D-2 pod here at Red Onion State Prison has been on one form of lockdown or another for three-quarters of the calendar year 2025. This year, Red Onion State Prison has used the “modified” lockdown status more than ever. “Modified” is where we get one hour out of the cells per day. Before this year, whenever this place had a regular, zero-movement lockdown we would then be on “modified” lockdown right after that for a few days, then regular movement would soon follow. Now “modified” lockdown is used whenever Red Onion wants to use it. The reasons given for this “modified” lockdown ranges from not having enough officers to run the prison, to bad weather, to no reason at all. D-2 pod has been on “modified” lockdown more often than any other status this year.
The staff of Red Onion State Prison has made denying prisoners basic rights into their policy. This institution has mandated what I must do to have a successful rehabilitation, and then denied me any opportunity to fulfill that mandate.
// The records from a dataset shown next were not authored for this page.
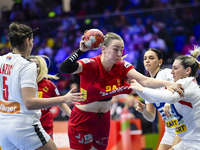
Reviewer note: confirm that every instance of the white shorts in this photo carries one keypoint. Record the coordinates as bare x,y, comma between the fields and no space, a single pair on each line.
168,138
181,146
22,132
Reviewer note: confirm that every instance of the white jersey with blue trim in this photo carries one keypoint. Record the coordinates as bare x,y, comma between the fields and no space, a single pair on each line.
187,110
170,121
16,72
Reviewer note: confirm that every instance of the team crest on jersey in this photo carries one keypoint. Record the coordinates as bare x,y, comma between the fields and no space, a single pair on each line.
40,94
180,129
171,124
85,60
45,89
127,64
8,58
84,92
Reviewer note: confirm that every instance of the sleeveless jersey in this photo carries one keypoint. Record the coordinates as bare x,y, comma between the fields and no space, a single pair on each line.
16,72
97,84
170,121
47,89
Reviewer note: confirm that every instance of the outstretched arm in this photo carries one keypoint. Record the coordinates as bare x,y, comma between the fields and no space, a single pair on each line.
154,83
159,95
32,103
65,108
70,64
148,111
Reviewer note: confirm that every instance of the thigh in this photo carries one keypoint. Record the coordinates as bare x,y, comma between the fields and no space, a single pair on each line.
167,139
101,137
164,147
178,146
28,137
50,145
79,140
5,143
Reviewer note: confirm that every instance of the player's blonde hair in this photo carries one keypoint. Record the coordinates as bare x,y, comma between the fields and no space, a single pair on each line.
111,36
191,61
43,73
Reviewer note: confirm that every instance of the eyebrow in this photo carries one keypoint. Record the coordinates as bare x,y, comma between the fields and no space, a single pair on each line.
117,46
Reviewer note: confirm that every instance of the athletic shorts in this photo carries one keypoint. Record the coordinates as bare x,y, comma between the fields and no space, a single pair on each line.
49,131
22,131
191,145
168,138
87,129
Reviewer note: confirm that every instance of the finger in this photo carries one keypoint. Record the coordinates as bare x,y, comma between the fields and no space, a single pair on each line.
72,90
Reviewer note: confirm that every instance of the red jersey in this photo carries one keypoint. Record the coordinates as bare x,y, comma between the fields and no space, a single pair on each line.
97,84
47,89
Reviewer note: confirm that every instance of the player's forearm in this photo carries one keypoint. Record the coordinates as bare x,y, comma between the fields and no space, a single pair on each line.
65,108
161,95
148,116
41,103
70,64
154,83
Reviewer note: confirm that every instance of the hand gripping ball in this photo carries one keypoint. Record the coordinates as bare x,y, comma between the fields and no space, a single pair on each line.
94,39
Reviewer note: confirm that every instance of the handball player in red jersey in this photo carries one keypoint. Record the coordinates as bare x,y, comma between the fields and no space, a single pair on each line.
46,89
101,78
20,126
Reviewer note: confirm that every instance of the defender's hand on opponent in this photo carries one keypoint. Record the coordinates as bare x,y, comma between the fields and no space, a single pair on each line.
73,98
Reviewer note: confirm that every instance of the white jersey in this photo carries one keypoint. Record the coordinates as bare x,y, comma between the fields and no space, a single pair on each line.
186,109
170,121
16,72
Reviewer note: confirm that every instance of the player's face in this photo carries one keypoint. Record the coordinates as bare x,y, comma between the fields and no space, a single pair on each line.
151,61
178,71
115,50
37,64
30,46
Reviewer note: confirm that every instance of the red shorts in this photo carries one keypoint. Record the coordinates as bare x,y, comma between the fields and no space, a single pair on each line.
49,131
87,129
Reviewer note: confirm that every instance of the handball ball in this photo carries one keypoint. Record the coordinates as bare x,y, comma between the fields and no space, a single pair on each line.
94,39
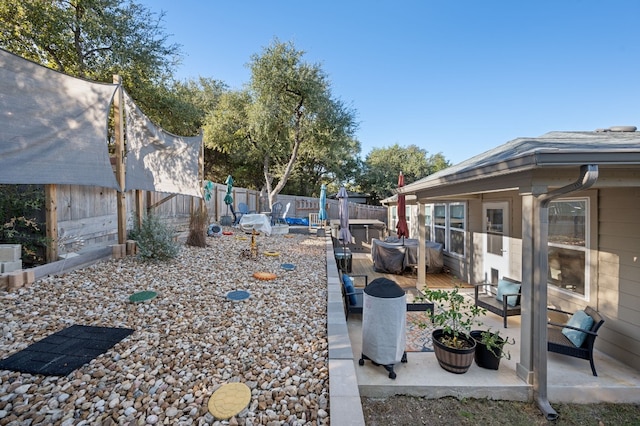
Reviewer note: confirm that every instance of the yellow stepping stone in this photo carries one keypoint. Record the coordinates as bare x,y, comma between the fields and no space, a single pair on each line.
229,400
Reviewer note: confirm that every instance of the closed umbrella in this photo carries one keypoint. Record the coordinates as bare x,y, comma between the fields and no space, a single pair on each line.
322,214
344,234
402,230
228,198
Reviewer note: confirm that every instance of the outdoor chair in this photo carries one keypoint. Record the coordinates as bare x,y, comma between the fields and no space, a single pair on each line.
353,297
502,298
575,337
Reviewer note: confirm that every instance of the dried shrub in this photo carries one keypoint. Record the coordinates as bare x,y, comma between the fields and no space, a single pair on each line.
198,228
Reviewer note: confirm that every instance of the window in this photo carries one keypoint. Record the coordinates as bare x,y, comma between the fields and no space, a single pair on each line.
568,245
457,216
440,224
447,225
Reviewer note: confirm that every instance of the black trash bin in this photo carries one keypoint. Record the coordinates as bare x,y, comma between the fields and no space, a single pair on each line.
384,317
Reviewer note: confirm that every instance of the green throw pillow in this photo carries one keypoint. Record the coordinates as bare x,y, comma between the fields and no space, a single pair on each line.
507,287
351,290
580,320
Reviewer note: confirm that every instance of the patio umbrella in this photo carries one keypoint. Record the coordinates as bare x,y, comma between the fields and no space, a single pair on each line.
228,198
322,214
402,230
344,234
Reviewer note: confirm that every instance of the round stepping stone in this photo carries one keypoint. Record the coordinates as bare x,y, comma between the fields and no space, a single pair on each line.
142,296
288,266
264,276
229,400
238,295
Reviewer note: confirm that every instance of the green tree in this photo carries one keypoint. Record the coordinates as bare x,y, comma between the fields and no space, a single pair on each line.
285,113
96,39
383,165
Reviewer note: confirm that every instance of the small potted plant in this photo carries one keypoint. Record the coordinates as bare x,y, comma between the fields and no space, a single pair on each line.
490,348
452,342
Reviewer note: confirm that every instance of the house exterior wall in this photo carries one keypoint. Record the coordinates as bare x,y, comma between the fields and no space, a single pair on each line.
618,273
614,274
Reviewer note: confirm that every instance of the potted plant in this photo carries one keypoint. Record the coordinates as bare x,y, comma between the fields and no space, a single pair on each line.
490,348
455,316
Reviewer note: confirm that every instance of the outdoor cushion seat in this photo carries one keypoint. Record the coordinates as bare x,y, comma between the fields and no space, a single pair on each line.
559,343
509,303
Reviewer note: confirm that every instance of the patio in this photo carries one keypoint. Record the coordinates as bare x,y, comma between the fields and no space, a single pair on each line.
569,379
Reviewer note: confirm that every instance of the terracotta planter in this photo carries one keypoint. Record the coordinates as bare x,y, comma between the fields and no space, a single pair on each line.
484,357
450,359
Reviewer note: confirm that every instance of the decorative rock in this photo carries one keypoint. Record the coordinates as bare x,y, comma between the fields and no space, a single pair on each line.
186,344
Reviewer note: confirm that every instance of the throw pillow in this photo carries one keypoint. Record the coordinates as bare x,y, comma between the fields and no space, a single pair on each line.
507,287
580,320
347,281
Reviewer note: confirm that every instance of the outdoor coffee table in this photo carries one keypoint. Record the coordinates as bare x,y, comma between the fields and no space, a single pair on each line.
421,304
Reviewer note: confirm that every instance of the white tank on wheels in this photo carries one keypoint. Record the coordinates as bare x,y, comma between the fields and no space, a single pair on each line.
384,317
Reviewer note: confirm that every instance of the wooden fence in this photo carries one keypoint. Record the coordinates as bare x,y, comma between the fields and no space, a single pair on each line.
88,216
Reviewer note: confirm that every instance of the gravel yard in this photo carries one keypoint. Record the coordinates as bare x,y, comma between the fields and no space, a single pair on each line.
187,342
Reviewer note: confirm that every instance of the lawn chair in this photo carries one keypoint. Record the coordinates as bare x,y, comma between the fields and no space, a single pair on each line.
559,343
243,209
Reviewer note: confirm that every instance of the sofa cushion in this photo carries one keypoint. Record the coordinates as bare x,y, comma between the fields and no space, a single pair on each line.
579,320
347,281
508,287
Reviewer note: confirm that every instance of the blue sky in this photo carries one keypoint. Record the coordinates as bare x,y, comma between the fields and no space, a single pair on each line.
452,77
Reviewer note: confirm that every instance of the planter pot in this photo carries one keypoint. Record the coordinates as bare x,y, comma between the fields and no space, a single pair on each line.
484,357
451,359
226,220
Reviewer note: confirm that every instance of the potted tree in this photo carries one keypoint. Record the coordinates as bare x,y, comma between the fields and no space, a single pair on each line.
455,315
490,348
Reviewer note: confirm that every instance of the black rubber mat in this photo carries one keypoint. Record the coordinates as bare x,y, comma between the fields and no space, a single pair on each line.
64,351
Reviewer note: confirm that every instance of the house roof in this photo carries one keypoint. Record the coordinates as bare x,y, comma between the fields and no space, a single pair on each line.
553,149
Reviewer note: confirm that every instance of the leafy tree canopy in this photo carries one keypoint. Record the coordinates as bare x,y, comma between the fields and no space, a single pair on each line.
285,114
97,39
383,165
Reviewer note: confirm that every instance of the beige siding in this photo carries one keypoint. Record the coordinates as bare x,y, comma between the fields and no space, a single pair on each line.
618,275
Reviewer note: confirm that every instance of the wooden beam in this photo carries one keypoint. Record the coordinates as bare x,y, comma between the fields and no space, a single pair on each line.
164,200
139,208
51,212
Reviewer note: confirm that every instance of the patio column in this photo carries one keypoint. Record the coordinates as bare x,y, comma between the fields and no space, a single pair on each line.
421,282
530,204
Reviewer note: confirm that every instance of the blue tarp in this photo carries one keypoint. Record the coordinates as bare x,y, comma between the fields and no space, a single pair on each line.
297,221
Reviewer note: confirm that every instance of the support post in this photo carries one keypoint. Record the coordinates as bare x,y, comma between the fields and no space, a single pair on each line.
51,212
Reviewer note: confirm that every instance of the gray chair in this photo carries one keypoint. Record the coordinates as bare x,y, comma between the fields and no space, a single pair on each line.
558,342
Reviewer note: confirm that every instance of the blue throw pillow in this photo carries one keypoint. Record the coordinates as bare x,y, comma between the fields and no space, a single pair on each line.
507,287
580,320
351,290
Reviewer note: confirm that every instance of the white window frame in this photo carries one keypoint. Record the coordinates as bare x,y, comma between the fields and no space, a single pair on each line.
585,249
447,228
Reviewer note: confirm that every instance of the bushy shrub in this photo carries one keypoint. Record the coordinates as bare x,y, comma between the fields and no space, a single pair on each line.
22,221
155,240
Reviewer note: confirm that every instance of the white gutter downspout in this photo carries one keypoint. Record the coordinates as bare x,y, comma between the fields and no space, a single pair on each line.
588,177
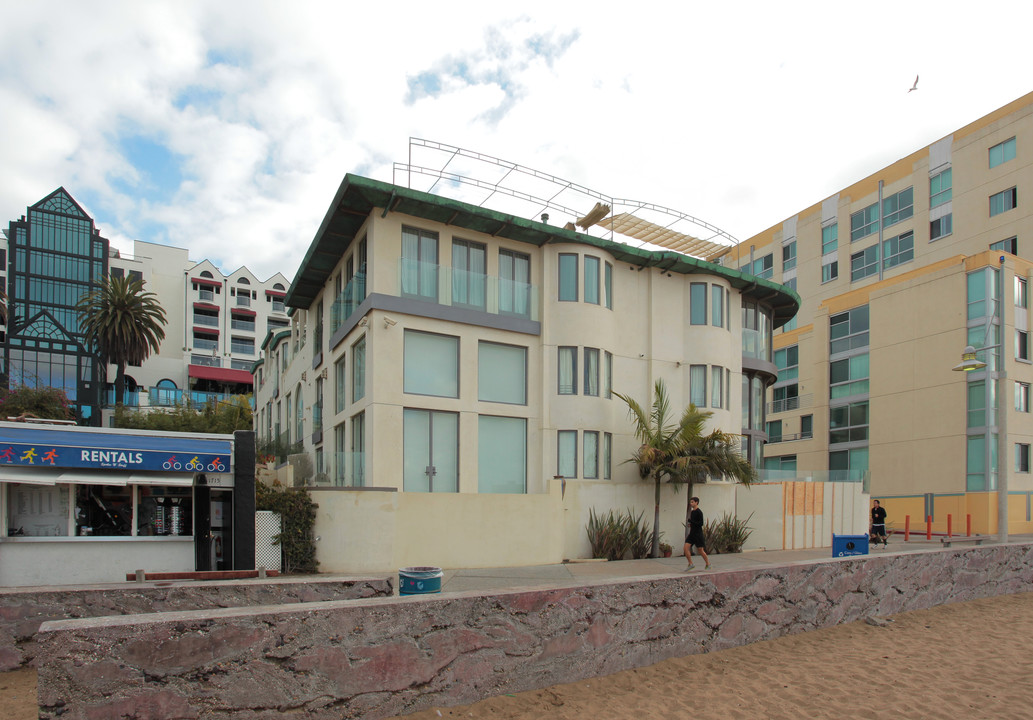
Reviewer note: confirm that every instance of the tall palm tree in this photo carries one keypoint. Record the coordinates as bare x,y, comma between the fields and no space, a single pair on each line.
661,455
124,322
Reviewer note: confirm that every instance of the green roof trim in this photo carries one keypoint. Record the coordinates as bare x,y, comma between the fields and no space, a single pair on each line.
357,197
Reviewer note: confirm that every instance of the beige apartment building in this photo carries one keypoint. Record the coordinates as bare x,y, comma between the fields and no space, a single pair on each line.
450,371
898,274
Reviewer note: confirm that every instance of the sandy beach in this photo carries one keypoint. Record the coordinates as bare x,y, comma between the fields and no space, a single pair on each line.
966,659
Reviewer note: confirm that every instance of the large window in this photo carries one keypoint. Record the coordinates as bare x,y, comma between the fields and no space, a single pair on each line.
358,370
898,250
591,279
419,263
898,207
848,423
1002,152
1003,201
568,278
567,371
501,373
566,451
865,222
865,263
430,457
501,455
939,188
431,365
848,376
469,268
848,331
697,299
514,283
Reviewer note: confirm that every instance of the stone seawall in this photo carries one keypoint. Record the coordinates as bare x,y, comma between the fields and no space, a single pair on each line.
24,609
379,658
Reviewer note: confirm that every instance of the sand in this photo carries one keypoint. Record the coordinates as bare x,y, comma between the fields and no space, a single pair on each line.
966,660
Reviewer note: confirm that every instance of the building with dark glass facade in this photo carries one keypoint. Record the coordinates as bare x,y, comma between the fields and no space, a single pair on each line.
55,256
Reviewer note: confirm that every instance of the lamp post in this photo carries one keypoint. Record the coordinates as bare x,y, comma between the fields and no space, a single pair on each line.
970,363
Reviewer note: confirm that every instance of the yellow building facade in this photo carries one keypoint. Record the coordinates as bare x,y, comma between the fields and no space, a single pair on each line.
898,274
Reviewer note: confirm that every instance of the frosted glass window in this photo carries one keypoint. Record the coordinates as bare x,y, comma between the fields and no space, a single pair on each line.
567,371
568,278
431,365
717,306
697,298
591,371
591,279
501,373
591,441
501,455
430,457
697,385
566,462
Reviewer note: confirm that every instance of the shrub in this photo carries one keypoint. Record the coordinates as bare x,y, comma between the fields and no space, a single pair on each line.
727,534
616,534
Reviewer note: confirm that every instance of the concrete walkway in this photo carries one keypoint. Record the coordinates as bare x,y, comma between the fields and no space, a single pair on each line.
564,574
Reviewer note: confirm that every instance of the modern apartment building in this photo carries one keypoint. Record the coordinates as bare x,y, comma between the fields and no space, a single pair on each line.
898,274
215,325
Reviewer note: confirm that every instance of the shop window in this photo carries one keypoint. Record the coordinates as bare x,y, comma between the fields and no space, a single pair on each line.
162,510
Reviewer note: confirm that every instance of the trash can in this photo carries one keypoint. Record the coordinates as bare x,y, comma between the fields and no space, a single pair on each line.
417,581
844,545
Prisoners here are not only punished for no particular misdeed, but also punished more severely than other prisoners depending on their housing assignment.
There are zero rehabilitative services for a prisoner inside D-2 pod at Red Onion State Prison. It doesn’t matter if a prisoner obeys every rule, he will still be penalized as if he has not. I know this because I am here in D-2 pod, and I just received a free picture ticket for achieving a status of 12 months without any institutional infractions.
There is very little opportunity to take pictures here at Red Onion so…
All of these oppressive practices and arbitrary restrictions have been arbitrarily adjusted over and over again, but the one practice that Red Onion State Prison has kept constant is shooting prisoners.
When prisoners were at pod recreation, or leaving the cell to exit the pod, or going from the cell to the shower while on lockdown, officers have been shooting them, often.
Inside of the pods at Red Onion there is a raised booth where officers stand watching the pod with a gun. The gun looks like a grenade launcher. It shoots a hard plastic projectile the size of a 10-year-old child’s fist. It is filled with a green dust that chokes like pepper spray. Its impact breaks bones and splits skin. And this year staff here have shot more prisoners than I have ever seen.
Early in 2025, staff painted red and yellow lines on the floor of the pods here. If a prisoner is too close to a red line, he gets shot. If an officer gives a direct order, and it is not immediately obeyed, the prisoner is shot. If a prisoner complies with an order but moves too slowly, he is shot. Then the prisoner will be given an institutional infraction (a charge) for getting shot.
Terrorism: Using violence or the threat of violence to compel others to do as they are told.
Planning comes from imagining what will happen moving forward. It is preparation based on a reasonable assumption of what will happen in the future based on what has already happened in the past. Here at Red Onion State Prison, a prisoner can reasonably assume that their negative and positive actions will all lead to negative consequences, no matter what. There is no reward for good behavior. There is no policy that benefits prisoners. There is no incentive for progress and no recourse for this institution’s violation of prisoners’ rights or Red Onion’s repeated violations of its own stated procedure.
There will be more, because places like this, institutions that base their every action on oppression as a business model, government-funded human warehouses like Red Onion State Prison, which get away with penalizing prisoners arbitrarily, without any negative behavior to correct, are emboldened by their successes.
Things will get worse here.
Red Onion State Prison is warehousing men. There are no corrections in the Virginia Department of Corrections.